Tra i grandi vantaggi della cessione del quinto troviamo il fatto che si tratta di un prestito personale decisamente facile da ottenere, per ovvie ragioni. Non vengono richieste particolari garanzie da parte della finanziaria, in quanto queste sono già insite nel funzionamento stesso del prestito. La rata viene infatti prelevata direttamente dallo stipendio, dunque il rischio di insolvenza viene meno anche perché la cessione del quinto prevede tra le altre cose la stipula di un’assicurazione obbligatoria sulla vita. Bisogna inoltre considerare che la finanziaria può contare anche sul TFR (Trattamento di Fine Rapporto) dunque ha già una serie di garanzie.

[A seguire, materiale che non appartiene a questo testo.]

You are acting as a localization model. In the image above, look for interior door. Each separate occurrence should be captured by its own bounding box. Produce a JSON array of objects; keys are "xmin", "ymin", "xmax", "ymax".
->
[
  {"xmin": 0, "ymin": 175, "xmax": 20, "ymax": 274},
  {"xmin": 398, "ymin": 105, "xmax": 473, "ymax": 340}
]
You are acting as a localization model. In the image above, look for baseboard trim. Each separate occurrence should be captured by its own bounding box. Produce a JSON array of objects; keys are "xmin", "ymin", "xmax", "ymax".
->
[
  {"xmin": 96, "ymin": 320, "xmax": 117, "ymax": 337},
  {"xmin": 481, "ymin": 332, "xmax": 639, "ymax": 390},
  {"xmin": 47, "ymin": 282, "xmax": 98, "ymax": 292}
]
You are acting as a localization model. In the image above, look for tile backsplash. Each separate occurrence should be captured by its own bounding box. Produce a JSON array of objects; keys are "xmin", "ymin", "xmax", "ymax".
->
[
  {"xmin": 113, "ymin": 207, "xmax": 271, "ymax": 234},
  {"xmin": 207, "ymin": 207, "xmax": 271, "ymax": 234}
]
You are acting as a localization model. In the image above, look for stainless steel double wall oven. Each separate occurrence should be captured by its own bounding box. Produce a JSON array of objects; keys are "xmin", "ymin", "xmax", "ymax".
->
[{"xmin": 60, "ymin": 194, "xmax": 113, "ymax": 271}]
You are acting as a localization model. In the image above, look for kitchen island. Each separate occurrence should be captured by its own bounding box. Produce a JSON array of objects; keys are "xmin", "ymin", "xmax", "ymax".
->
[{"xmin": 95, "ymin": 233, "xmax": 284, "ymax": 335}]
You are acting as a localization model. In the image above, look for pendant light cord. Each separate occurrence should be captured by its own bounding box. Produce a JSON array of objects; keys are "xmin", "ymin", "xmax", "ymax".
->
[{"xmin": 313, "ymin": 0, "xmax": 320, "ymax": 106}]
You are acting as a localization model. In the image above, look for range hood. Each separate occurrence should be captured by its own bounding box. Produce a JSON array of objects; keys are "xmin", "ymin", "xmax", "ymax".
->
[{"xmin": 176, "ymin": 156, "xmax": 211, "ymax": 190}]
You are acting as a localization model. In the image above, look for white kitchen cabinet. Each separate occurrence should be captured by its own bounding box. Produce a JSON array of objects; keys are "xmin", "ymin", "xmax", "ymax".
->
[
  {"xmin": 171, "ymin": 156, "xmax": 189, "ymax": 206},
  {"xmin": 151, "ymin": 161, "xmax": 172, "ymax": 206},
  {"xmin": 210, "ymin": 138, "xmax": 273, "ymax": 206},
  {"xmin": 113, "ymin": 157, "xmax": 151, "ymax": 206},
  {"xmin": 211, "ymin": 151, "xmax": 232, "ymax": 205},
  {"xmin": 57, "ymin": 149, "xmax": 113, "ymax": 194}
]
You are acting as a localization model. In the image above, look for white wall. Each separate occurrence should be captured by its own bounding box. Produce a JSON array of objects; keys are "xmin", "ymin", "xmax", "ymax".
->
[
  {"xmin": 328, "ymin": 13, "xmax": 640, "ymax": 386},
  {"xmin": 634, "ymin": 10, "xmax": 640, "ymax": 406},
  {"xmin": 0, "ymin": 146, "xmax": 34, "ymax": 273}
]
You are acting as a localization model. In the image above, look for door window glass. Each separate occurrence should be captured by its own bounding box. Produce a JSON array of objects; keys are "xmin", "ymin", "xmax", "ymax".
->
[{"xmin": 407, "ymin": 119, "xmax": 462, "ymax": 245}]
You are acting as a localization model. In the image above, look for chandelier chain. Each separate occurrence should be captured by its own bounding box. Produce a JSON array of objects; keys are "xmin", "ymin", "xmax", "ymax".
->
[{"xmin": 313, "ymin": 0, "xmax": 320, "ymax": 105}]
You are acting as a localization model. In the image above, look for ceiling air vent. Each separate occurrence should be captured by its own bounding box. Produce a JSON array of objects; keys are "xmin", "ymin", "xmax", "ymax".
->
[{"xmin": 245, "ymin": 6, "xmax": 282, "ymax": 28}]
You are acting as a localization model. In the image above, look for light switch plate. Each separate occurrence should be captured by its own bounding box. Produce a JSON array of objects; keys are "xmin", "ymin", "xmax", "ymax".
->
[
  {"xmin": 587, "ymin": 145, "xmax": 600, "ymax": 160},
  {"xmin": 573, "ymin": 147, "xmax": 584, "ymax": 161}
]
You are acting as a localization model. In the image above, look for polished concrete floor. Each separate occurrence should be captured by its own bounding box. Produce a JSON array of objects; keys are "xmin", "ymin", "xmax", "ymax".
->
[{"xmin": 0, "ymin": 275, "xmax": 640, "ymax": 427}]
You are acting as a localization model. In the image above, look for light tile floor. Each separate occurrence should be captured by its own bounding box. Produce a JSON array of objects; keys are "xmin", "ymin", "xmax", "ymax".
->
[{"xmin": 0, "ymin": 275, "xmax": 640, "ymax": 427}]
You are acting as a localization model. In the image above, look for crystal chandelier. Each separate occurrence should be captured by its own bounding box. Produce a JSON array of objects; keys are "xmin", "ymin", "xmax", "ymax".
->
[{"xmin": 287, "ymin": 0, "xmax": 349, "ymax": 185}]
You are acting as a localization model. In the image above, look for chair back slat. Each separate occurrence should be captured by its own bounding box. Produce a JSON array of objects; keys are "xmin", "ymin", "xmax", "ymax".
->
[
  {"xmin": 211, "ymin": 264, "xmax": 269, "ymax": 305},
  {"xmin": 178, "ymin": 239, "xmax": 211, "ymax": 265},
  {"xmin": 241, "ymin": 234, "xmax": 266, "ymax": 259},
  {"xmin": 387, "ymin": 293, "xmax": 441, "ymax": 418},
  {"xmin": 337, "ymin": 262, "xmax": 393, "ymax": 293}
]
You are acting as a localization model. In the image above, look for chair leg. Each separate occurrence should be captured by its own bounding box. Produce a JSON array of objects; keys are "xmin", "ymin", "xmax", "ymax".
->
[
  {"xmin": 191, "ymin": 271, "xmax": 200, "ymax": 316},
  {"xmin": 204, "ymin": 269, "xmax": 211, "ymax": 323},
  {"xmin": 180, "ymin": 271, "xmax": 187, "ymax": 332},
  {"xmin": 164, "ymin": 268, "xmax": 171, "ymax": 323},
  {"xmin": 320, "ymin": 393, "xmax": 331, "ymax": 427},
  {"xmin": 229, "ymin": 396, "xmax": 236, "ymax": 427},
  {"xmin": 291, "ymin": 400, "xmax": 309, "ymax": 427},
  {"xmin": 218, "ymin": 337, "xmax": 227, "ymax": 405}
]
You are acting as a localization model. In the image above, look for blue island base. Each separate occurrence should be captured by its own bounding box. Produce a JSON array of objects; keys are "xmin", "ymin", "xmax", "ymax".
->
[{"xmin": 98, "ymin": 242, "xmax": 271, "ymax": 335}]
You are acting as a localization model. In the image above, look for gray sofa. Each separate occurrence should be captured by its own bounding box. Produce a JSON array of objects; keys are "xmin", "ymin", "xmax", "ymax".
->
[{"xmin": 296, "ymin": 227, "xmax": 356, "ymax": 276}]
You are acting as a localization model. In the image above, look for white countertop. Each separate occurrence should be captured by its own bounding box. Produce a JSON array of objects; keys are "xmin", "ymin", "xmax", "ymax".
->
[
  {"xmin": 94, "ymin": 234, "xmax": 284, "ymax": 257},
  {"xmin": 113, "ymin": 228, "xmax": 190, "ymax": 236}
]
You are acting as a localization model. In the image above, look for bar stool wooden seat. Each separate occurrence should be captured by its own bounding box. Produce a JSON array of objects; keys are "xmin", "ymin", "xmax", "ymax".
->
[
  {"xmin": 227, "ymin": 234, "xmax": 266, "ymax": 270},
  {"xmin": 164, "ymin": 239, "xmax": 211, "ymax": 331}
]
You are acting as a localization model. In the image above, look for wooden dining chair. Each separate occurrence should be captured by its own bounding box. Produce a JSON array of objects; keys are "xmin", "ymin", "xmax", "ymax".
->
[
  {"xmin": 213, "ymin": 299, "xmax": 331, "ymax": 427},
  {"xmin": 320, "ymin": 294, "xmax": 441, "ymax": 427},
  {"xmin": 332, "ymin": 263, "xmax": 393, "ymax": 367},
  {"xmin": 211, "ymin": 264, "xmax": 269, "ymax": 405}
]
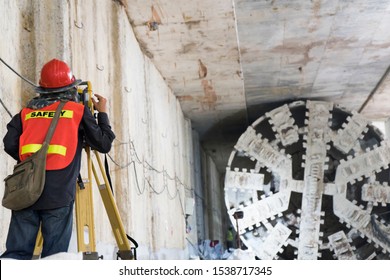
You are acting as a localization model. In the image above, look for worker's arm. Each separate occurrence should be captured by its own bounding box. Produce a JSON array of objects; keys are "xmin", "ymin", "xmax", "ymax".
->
[{"xmin": 3, "ymin": 114, "xmax": 23, "ymax": 162}]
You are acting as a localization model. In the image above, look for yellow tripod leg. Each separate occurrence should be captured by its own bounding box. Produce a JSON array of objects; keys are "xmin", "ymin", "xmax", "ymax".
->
[
  {"xmin": 75, "ymin": 147, "xmax": 98, "ymax": 259},
  {"xmin": 32, "ymin": 228, "xmax": 43, "ymax": 260},
  {"xmin": 92, "ymin": 151, "xmax": 134, "ymax": 260}
]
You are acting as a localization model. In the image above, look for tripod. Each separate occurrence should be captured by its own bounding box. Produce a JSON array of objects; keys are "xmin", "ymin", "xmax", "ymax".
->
[{"xmin": 33, "ymin": 82, "xmax": 134, "ymax": 260}]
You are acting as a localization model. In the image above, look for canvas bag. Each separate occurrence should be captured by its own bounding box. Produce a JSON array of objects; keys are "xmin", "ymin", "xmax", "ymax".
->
[{"xmin": 2, "ymin": 101, "xmax": 66, "ymax": 210}]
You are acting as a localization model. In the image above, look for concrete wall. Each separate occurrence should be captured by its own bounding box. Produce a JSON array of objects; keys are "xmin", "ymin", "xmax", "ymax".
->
[{"xmin": 0, "ymin": 0, "xmax": 199, "ymax": 259}]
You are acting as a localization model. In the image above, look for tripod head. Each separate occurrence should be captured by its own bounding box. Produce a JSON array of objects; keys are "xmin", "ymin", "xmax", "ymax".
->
[{"xmin": 77, "ymin": 81, "xmax": 94, "ymax": 115}]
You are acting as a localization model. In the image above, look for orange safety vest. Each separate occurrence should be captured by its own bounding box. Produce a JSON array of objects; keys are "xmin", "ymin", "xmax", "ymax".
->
[{"xmin": 19, "ymin": 102, "xmax": 84, "ymax": 170}]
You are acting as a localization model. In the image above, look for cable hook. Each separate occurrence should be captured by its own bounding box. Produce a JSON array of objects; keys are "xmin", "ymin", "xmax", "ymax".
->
[{"xmin": 74, "ymin": 20, "xmax": 84, "ymax": 29}]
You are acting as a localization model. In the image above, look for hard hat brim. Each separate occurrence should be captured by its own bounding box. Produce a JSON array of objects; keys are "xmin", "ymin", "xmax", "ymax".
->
[{"xmin": 35, "ymin": 80, "xmax": 83, "ymax": 94}]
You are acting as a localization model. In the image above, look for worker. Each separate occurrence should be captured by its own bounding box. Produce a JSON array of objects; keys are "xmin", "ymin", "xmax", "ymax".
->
[
  {"xmin": 226, "ymin": 226, "xmax": 234, "ymax": 251},
  {"xmin": 0, "ymin": 59, "xmax": 115, "ymax": 259}
]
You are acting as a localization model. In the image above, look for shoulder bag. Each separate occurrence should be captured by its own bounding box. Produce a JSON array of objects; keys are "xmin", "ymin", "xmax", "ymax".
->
[{"xmin": 2, "ymin": 101, "xmax": 66, "ymax": 210}]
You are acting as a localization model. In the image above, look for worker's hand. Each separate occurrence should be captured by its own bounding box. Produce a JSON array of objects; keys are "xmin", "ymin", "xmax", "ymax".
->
[{"xmin": 92, "ymin": 93, "xmax": 107, "ymax": 113}]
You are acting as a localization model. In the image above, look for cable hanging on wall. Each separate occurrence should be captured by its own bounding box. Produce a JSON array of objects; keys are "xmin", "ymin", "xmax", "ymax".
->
[{"xmin": 108, "ymin": 139, "xmax": 193, "ymax": 200}]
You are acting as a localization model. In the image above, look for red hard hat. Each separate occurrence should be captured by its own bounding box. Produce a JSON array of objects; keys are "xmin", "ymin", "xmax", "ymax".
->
[{"xmin": 37, "ymin": 59, "xmax": 81, "ymax": 93}]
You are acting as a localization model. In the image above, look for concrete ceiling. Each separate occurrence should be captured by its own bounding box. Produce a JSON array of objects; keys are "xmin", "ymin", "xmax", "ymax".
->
[{"xmin": 120, "ymin": 0, "xmax": 390, "ymax": 171}]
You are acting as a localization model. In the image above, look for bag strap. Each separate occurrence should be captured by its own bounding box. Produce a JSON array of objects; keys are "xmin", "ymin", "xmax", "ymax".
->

La cessione del quinto conviene ancora?

Come abbiamo accennato, la cessione del quinto è una tipologia di prestito personale che non ha riscosso un grandissimo successo in passato. Questo perché i tassi d’interesse applicati erano elevati, dunque alla fine non risultava molto conveniente e si preferiva richiedere altre forme di finanziamento. Negli ultimi due anni però le cose sono cambiate e possiamo dire che si sono addirittura capovolte. Ad oggi, la cessione del quinto appare come una delle soluzioni più vantaggiose del mercato creditizio in quanto il TAEG è sceso in modo significativo. Addirittura, se confrontiamo i tassi d’interesse della cessione del quinto con quelli di altre tipologie di prestiti personali, possiamo facilmente notare che questi ultimi sono meno vantaggiosi.

Questa forma di finanziamento non finalizzato dunque conviene ancora e non è certo un caso se in quest’ultimo periodo le richieste in Italia sono aumentate.